Cumartesi günü HDP Mersin Milletvekili Rıdvan Turan ile birlikte bölgede incelemelerde bulunan CHP Büyükşehir Belediye Meclis üyesi Abdurrahman Yıldız ise yaptıkları incelemelerde madenciliğin bilimsel metotlarla değil, yağmalama yöntemiyle yapıldığını gördüklerini kaydetti. Maden alanını kiralayan şirket kendini bölge insanına, ormanına, tarımına karşı sorumlu görmediğini ifade eden Yıldız, “Kiraladığı orman alanını azami sömürmenin planlarını yapıyor. Hiçbir önlem almıyor, hiçbir koruma tedbiri için para harcamıyor. Varsa yoksa azami kar. İnsanlar, çevre, doğa bundan olumsuz etkilenirmiş, tedavisi olmayan hastalıklar artarmış, insanların yaş ortalaması bile azalırmış hiç umurlarında değil. Varsa yoksa para” ifadelerini kullandı.
“VERİLEN ZARARLARI ŞİRKETE ÖDETTİRİLMELİ”

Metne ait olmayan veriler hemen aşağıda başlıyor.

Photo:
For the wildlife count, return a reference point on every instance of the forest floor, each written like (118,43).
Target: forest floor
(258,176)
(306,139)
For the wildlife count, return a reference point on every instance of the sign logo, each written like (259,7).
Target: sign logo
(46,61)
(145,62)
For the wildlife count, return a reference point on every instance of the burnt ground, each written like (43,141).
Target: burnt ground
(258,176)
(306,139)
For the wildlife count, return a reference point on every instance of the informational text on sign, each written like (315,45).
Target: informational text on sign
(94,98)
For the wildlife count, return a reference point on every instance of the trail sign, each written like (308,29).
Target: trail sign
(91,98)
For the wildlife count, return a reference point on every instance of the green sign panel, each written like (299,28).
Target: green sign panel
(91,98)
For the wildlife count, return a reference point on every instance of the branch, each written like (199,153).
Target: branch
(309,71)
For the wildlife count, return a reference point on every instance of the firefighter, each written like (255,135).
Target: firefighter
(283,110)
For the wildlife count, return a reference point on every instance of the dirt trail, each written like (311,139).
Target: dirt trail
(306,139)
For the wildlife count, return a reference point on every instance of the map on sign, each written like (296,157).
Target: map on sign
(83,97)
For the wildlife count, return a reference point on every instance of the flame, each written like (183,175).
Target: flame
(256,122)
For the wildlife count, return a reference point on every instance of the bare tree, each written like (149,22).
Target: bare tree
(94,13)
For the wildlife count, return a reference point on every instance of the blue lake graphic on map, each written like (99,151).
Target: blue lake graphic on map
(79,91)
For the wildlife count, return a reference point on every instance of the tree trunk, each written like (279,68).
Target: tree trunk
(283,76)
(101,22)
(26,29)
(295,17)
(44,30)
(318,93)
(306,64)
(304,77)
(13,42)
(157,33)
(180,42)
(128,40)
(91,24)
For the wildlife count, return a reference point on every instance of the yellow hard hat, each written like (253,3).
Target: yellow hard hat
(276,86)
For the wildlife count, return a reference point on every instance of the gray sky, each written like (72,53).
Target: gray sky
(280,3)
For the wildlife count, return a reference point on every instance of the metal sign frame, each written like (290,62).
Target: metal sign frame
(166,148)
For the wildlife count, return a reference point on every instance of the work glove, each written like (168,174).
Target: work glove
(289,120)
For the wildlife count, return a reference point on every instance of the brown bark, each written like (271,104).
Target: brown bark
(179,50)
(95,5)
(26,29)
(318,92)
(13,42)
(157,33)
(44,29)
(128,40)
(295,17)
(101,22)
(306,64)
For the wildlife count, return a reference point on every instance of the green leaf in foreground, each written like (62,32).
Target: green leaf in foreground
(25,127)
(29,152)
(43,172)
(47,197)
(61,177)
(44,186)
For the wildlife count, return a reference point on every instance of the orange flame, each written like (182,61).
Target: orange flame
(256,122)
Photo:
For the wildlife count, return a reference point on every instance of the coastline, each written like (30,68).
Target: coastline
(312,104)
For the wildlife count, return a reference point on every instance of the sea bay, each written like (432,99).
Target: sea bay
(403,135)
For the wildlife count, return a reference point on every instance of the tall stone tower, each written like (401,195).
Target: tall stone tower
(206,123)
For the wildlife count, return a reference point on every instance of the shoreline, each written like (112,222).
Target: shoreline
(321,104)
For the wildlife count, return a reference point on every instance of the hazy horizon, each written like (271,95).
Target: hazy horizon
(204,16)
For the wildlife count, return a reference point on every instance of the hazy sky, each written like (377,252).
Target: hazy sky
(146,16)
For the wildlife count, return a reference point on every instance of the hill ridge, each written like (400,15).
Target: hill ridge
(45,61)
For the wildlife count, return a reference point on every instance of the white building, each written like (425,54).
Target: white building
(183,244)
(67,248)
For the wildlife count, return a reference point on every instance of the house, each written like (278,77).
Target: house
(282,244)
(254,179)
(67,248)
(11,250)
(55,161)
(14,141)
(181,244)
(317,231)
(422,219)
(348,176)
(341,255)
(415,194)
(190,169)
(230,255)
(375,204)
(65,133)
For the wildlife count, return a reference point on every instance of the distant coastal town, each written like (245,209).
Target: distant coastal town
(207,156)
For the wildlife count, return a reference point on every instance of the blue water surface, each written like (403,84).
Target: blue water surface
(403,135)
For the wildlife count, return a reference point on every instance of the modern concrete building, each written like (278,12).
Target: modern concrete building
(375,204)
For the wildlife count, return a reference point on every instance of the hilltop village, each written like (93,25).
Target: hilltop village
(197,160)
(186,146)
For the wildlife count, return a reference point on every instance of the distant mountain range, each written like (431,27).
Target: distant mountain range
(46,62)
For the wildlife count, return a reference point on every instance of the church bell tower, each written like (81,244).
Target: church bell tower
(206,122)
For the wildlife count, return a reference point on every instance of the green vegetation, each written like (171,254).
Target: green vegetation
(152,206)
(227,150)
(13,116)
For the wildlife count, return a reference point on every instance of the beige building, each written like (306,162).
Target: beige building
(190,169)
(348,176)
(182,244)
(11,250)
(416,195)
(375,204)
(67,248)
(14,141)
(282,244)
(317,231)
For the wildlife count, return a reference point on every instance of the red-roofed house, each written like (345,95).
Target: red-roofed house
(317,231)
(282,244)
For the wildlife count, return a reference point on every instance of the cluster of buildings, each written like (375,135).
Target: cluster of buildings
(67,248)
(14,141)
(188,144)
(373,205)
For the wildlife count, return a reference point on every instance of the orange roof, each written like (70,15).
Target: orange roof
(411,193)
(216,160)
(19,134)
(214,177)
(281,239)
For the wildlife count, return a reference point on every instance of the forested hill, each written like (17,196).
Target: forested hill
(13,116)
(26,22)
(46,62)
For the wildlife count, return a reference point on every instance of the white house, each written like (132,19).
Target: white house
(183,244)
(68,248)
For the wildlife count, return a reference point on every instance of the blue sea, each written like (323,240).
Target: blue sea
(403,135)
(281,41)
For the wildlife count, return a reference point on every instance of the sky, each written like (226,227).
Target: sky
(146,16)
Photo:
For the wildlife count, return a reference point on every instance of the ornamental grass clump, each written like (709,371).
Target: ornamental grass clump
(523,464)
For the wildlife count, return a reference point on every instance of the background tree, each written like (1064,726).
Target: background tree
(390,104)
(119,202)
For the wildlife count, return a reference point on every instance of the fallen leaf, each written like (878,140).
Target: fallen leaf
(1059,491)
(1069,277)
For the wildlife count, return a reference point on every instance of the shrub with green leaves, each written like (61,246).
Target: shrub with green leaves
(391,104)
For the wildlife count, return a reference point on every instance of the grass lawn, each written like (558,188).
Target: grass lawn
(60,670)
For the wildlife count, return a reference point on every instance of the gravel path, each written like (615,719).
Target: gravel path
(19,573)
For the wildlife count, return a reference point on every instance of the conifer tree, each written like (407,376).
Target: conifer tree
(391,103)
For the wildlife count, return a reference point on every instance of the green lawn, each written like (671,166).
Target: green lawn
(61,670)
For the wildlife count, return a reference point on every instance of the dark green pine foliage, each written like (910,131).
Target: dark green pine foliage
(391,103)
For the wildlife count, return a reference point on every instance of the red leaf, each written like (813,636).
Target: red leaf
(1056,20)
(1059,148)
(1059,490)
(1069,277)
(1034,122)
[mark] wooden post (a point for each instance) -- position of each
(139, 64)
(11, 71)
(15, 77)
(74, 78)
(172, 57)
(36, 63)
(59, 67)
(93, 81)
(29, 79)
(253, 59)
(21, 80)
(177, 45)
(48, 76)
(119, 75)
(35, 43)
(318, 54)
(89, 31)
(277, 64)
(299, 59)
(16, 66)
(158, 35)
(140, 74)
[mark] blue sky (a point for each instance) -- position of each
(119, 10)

Yaşanana felaketle ilgili Şehircilik Çevre ve İklim Değişikliği Müdürlüğü’nün acil tedbir alarak madenin faaliyetini durdurması gerektiğini belirten Yıldız şunları söyledi: “Maden firmasına ödetilmek koşuluyla yıllardır bu bölgeye verdiği zararlar düzelttirilmelidir. Öncelikle yıllardır ormana hiçbir önlem almadan yığmış olduğu binlerce ton kanserojen bazlı atığı bilimsel metotlarla yok etmesi sağlanmalıdır. Çünkü bu atık yığını burada kaldığı müddetçe her yağmurda göçükler oluşturarak insan ve hayvan yaşamını doğrudan tehlikeye sokacak, çünkü kaçak depolama sahasının dört bir yanı köyler arası yol ağlarıyla örülü her gün onlarca araç yüzlerce insan bu yolları kullanıyor. Öte yandan bu binlerce tonluk yığın burada kaldığı sürece havaya, suya, ormana ve tarım alanlarına dağılmaya devam edecek.”
“ZAMANA YAYIP UNUTTURACAKLAR”
Yaptığı görüşmelerde Çevre ve Şehircilik İl Müdürlüğü ekiplerinin bölgeye gittiğini ancak bir şey yapmadığını öne süren Yıldız, “Anladığım kadar zamana yayıp unutturmaya çalışıyorlar. Belediye yada şirkete yolları temizleyin diyecekler ve üstünü örtmeye çalışacaklar. Oradaki sırta binlerce ton maden atığı yığılmış sürekli aşağı kayıyor. Orayı komple temizlemezlerse yeni bir yer yapmazlarsa orayı durduramazlar. Orası insanların başına bela olur. Altında insan hayvan kalabilir. Sıkıntı olur” şeklinde konuştu.